On the other hand, other people come to church on church’s terms. They are willing to be led by the hand and helped into church, into the church family.
… assists, coaches, supports and facilitates your regulars to welcome new people.
If Max brings Bob to church, you don’t just want Bob to get support as he joins. You also want to support Max and help him support Bob as he joins. If you only support Bob, Max learns that the “church” will do the welcoming. And next time he meets a new person, he’ll just assume that the “church” is looking after them. Not much scope for growth there.
If you support Max as he helps Bob to join church, not only will Bob join but you’ll also be teaching Max that welcoming is something that all Christians do. Some will do it better than others, but he’ll see that it’s worthwhile, hard, and he’ll be more keen to support others as they bring along new people too.
I friend of mine once went to a church that did the logistics of welcoming really well! They had greeters at the car-park, paths, gates and doors. they smiled and nodded at you as you walked in. But they didn’t say anything. Not even a hello. They were heard chatting to each other after you walked past, but they didn’t say anything as they greeted people.
Guess what? My friend didn’t actually feel very welcomed.
Words matter to humans. Words bring clarity and certainty to actions. So don’t just do welcoming, speak welcoming.
Name tags can be used really badly. Welcoming new people by making them put on a name tag is rarely a good idea. But why?
The value of name tags is to help create group identity.
Asking people who aren’t sure if they want to be in the group to wear a sign of being “in” just doesn’t work. They know they’re not “in” and wearing a name tag says they are “in”.
So why not using it when you gather together the people who are already “in”? Training events, Conferences, even getting a few Growth GRoups together for a social night. They are good opportunities to bring out the ol’ name tags and consolidate the group-ness.

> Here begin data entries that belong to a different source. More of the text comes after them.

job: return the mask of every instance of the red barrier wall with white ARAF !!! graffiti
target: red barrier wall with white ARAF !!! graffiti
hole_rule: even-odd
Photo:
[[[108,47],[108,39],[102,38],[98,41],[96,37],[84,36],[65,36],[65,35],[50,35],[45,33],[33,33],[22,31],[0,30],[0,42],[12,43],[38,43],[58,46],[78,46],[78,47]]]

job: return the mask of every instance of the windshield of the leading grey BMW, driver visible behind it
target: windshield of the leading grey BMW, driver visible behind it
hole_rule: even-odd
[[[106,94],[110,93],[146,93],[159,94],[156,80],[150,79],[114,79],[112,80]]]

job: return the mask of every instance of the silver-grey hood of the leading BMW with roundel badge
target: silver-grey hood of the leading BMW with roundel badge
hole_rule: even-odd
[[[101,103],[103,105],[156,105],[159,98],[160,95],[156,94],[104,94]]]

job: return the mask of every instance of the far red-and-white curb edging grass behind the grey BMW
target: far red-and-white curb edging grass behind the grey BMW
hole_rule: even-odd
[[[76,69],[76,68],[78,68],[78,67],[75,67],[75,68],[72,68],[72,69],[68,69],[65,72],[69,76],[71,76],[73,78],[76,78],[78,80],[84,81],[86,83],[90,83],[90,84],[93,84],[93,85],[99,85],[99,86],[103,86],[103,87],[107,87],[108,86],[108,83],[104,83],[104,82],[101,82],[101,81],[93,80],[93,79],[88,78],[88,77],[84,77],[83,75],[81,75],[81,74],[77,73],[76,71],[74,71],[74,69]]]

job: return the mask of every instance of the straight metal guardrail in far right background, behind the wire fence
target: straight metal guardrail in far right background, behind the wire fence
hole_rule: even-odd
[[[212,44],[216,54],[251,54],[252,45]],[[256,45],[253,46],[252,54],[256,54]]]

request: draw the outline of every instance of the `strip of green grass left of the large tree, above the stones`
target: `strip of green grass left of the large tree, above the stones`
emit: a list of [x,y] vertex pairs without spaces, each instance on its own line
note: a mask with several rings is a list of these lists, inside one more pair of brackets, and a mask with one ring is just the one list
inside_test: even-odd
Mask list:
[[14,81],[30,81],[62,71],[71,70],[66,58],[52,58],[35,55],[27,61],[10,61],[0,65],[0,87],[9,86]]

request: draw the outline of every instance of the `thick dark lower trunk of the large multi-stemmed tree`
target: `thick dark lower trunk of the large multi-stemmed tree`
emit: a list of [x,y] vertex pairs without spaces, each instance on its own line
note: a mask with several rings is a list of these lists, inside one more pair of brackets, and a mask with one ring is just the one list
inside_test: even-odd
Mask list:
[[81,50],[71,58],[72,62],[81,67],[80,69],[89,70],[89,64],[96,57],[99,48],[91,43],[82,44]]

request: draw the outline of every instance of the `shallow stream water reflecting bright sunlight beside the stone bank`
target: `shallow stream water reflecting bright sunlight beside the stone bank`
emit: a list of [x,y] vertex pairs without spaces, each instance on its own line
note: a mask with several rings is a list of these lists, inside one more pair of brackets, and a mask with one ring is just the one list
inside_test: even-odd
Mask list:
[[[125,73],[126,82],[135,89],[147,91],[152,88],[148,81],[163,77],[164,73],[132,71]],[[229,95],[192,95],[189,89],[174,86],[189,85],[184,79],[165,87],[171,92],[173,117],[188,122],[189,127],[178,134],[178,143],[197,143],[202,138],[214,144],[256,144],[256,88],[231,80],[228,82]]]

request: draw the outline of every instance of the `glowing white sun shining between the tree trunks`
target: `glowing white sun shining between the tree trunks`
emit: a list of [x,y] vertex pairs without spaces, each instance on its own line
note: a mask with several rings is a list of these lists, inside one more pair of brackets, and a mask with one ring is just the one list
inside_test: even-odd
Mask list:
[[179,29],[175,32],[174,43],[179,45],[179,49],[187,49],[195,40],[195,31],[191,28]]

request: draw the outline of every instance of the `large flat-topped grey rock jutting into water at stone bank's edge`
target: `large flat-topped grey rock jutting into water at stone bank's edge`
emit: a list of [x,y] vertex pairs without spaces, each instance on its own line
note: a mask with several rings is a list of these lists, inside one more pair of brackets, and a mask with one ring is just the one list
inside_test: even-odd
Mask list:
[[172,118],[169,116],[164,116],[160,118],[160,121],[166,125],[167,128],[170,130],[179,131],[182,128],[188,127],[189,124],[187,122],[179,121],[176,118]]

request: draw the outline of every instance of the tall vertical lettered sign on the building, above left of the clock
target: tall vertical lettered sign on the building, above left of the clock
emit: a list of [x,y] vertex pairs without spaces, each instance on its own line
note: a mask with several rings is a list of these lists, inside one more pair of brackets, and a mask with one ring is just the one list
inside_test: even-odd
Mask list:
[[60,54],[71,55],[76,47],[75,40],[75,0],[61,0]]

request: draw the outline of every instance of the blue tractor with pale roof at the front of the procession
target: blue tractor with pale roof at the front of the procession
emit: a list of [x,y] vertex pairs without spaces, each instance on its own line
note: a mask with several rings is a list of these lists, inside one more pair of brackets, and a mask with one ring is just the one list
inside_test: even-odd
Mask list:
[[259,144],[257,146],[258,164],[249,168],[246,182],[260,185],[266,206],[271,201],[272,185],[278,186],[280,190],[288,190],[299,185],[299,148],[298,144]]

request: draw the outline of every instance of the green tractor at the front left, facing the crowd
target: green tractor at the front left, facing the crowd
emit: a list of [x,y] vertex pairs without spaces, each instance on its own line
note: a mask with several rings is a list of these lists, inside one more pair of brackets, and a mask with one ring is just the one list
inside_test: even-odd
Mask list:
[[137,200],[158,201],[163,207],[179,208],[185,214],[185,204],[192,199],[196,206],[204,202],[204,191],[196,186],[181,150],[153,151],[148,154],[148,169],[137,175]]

Also, as group gets bigger, you can’t expect people to actually know the names of all the other people who are “in”. So make it easy on them and give them name tags.
Some Christians just want quality for quality’s sake, or they think we need to match the world around us. Some Christians are wary of quality because they think its about manipulating feelings and that its all smoke a mirrors. But the true motivation for Christians and churches doing things well is love.
Doing things with a high degree of quality is part of making sure people don’t fall through the cracks. If you don’t welcome people to church “well” (read “with a certain degree of quality”) they won’t know how to connect. If you don’t run the Sunday meeting well, they won’t know what’s going on. If you don’t ask for feedback cards or follow them up, or run evangelistic courses well, people will fall through the cracks.
But some people will say something like, “But you don’t need to exert effort to make these things quality, you don’t need to create quality systems and programs… The Christians at church can do a quality job just on their own. You don’t need feedback cards if the individuals are just loving the new people.”
Yep, and who’s going to train them to do a quality job?
And who’s going to oversee that, when 30% of your congregation is new? Surely they need to do a quality job?
Can you see how that same love that starts with wanting to look after people, as the number of people grow and the number of people to love grows, requires and motivates love-fuelled quality in Christian ministry?
I heard this line recently and its so true.
No matter what strategy you put in place; lets take welcoming as an example… if there’s not a culture of loving the new people, getting to know them and engage them in conversation, your strategy will fail.
So if culture eats strategy for breakfast, it really focuses the goal of your strategy… how are you going to change your culture?